Cabramatta Books

by Walter Mason

Southerly_Buddhist Books_1At one point I wanted to do my post-graduate work on the free books distributed at Buddhist temples in Australia. The various media on offer – books, tracts, holy cards, pamphlets, CDs and DVDs – have always attracted me, appealing as they do my bower bird instinct. But I was encouraged instead to concentrate on my other great passion, the literature of self-help. So the final word on free Buddhist literature must await the attentions of another scholar.

That doesn’t mean, however, that my interest in such ephemera has abated. Not at all. It has just shifted somewhat. These days I am obsessed with documenting the religious literature distributed for free outside herbalists and vegetarian restaurants in Cabramatta, my home suburb. Every week I make my way around these forlorn little shelves of devotional material to see what’s new.

I have something of a history, you see, with free religious literature. I grew up in a tiny town in North Queensland, and for some years I lived on a remote tin mine up in the mountains about 100 kilometres from the nearest town. I was educated at home by correspondence and about once a fortnight or so we made the long trip into town to shop, visit family and collect our mail. I was a bookish child, and somewhat starved of stimulating new reading until, at the age of 11, I discovered that one of the shopping centres in town distributed a free magazine called ‘The Plain Truth’, produced by a millennial Christian cult called the Worldwide Church of God.  I would pore over this publication, glorying in its tales of healthy living, Mosaic Law and the impending destruction of civilization.

This started a whole phase of religious mania that never really left me, and I began to extend my reading by writing away for bizarre booklets from the Christadelphians, the Mormons, the New Covenant Church and anyone else who took out cheap ads in the back pages of magazines. I had a large duffel bag under my bed in which I kept this obscure library, and at the end of a year I knew way more about the Book of Revelation than any 12yo probably should.

When I began to travel in my 20s I was delighted to discover that the world was full of free religious literature going begging. I picked up books of prayers in Taiwan, meditation manuals in Thailand and once, bizarrely, the life story of the Duchess of Windsor translated into Vietnamese and handed out for free at a temple in Saigon.

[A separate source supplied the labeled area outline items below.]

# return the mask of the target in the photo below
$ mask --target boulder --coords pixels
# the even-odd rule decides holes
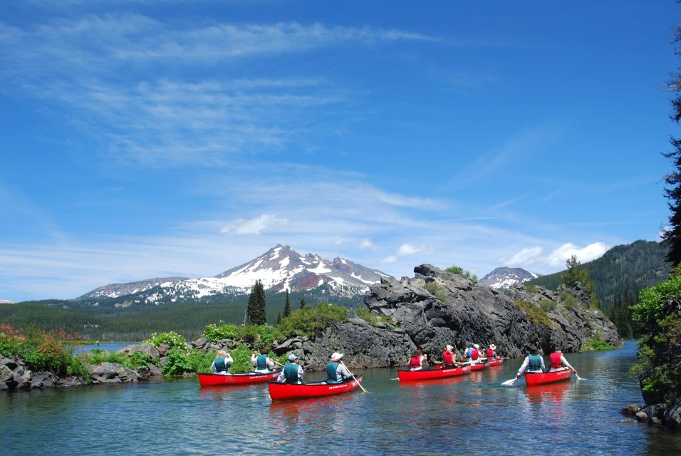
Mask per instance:
[[[640,410],[641,410],[641,406],[639,405],[638,404],[629,404],[628,405],[623,408],[620,411],[620,413],[622,413],[622,415],[634,416],[635,415],[636,415],[636,413],[640,412]]]
[[[677,400],[667,408],[662,423],[667,428],[681,429],[681,400]]]

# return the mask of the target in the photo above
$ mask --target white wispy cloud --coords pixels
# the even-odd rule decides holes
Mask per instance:
[[[610,246],[603,242],[594,242],[581,249],[566,242],[551,252],[547,262],[551,266],[564,266],[566,260],[574,255],[581,263],[586,263],[601,258],[609,249]]]
[[[244,220],[239,219],[230,222],[220,229],[223,234],[260,234],[265,230],[271,231],[288,223],[288,219],[277,217],[274,214],[263,214]]]

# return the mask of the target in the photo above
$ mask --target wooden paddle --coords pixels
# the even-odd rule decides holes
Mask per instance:
[[[343,366],[344,368],[345,368],[346,369],[348,369],[348,366],[345,366],[345,363],[343,362],[343,360],[340,360],[340,364],[343,364]],[[350,371],[350,369],[348,369],[348,370]],[[355,382],[357,382],[357,378],[355,378],[355,374],[353,374],[352,372],[350,372],[350,375],[352,376],[353,380],[354,380]],[[360,388],[362,388],[362,390],[363,390],[363,391],[364,391],[365,393],[368,393],[368,391],[367,391],[365,389],[364,389],[364,387],[362,386],[362,383],[359,383],[359,382],[357,382],[357,384],[360,385]]]

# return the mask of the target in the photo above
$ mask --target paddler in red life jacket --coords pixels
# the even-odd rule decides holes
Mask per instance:
[[[271,360],[267,356],[269,350],[262,349],[262,354],[259,355],[255,350],[253,351],[253,356],[251,356],[251,362],[256,366],[255,372],[258,373],[270,373],[274,370],[274,361]]]
[[[499,356],[497,355],[497,352],[494,351],[495,350],[497,350],[497,346],[494,343],[490,343],[489,348],[487,348],[487,359],[493,360],[499,358]]]
[[[549,369],[549,372],[570,369],[575,373],[575,375],[577,375],[577,370],[570,366],[570,363],[568,363],[568,360],[565,359],[565,356],[563,356],[563,351],[560,347],[556,347],[556,349],[553,350],[553,353],[549,355],[549,358],[551,359],[551,366]]]
[[[213,360],[213,363],[210,365],[210,370],[215,373],[219,373],[223,375],[231,375],[227,372],[229,367],[234,363],[234,360],[232,358],[232,355],[224,350],[219,350]]]
[[[302,383],[303,366],[300,365],[300,358],[296,353],[288,355],[288,362],[284,366],[281,373],[277,377],[276,381],[285,383]]]
[[[445,347],[442,352],[442,368],[458,367],[459,365],[457,363],[457,353],[454,353],[454,347],[448,345]]]
[[[518,373],[516,374],[516,378],[520,378],[521,375],[528,372],[544,372],[546,370],[544,363],[544,358],[539,354],[537,348],[532,348],[529,354],[525,357],[522,366],[518,369]]]
[[[326,383],[342,383],[345,379],[353,376],[345,365],[340,362],[343,353],[338,352],[331,355],[331,361],[326,365]]]
[[[417,348],[414,351],[414,356],[409,360],[410,370],[420,370],[423,368],[423,363],[428,361],[427,355],[422,355],[421,351]]]

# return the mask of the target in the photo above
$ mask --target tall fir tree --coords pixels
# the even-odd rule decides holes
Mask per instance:
[[[291,315],[291,295],[288,294],[288,289],[286,289],[286,302],[284,305],[284,318]]]
[[[681,27],[676,27],[676,36],[673,43],[677,46],[674,53],[681,56]],[[676,123],[681,121],[681,73],[672,74],[672,79],[667,83],[667,90],[675,93],[672,99],[672,120]],[[669,216],[669,229],[665,231],[662,238],[669,244],[669,253],[667,261],[676,266],[681,263],[681,139],[672,136],[670,140],[672,151],[664,154],[671,159],[674,164],[674,170],[665,176],[665,196],[669,200],[669,209],[672,212]]]

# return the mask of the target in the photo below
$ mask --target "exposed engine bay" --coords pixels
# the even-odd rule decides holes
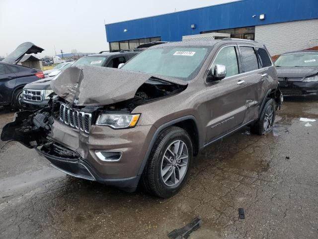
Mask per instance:
[[[89,133],[90,125],[95,123],[100,113],[130,114],[139,105],[175,95],[186,87],[187,85],[151,78],[139,87],[133,98],[104,106],[77,106],[53,94],[43,109],[17,112],[14,121],[2,129],[1,139],[17,141],[28,148],[38,147],[49,142],[47,137],[55,120]],[[80,115],[82,117],[80,118]]]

Southerly_Buddhist Books_2The production and free distribution of devotional texts is an important part of Buddhist culture, hence the presence of shelves of free lit anywhere where quantities of Buddhists might be expected to collect. According to Buddhist theology the propagation of the Dharma through such publishing is one of the most powerful methods of acquiring good karma, and traditionally the death of an important family member is honoured through the printing of a religious book or image to be made available to everyone. This has been augmented in recent years by the advent of cheap printing and the easy replication and distribution of CDs and DVDs.

Now the free books shelf is a constant surprise, where once you could only expect to find a few sombre titles and the occasional wallet-sized image of the Goddess of Mercy. Laminated cards featuring sets of prayers and rituals have become a commonplace, as have recordings of talks by monks and of sessions of recitations of the Buddha’s name. It is a multi-media adventure. The shelves, though normally established by one particular group (most often a large religious organisation based in Taiwan) quickly become a free for all, with everyone leaving material there. So  within a week or two of one being established they are quickly filled with the books and tracts of rival sects, popular moral literature that is not necessarily Buddhist, and even the occasional copy of ‘The Watchtower’ translated into Vietnamese. Those who maintain the shelves seem to cultivate a live and let live kind of policy, and I rarely suspect there is any significant censoring of what goes out.

Southerly_Buddhist Books_3So what did I collect during my rounds today? It was quite a good little haul, including a couple of short tracts devoted to the worship of Avalokitesvara, the Bodhisattva of compassion (one printed in Vietnam, which is a rare discovery in Sydney), a book called “Gratitude to Parents” by Ajahn Sumedho, an American Buddhist monk who is revered as a saint in Thailand, and sneaky little propaganda piece devoted to the propagation of veganism dsistributed by a quasi-Buddhist cult devoted to a charismatic Vietnamese religious teacher called Thanh Hai.

I couldn’t wait to get home and start reading.

1 thought on “Cabramatta Books

  1. I’ve recently become quite fond of these free religious books too especially with peaceful Buddhist values in particular as it resonates the most with my soul but have never brought myself to stand there choosing one to take home (as I would take too long weighing up the choices and blocking peoples paths in the crowded streets). I also hadn’t ever thought about the possibility of some less than savoury material being left there so I thank you for giving me that heads up Walter!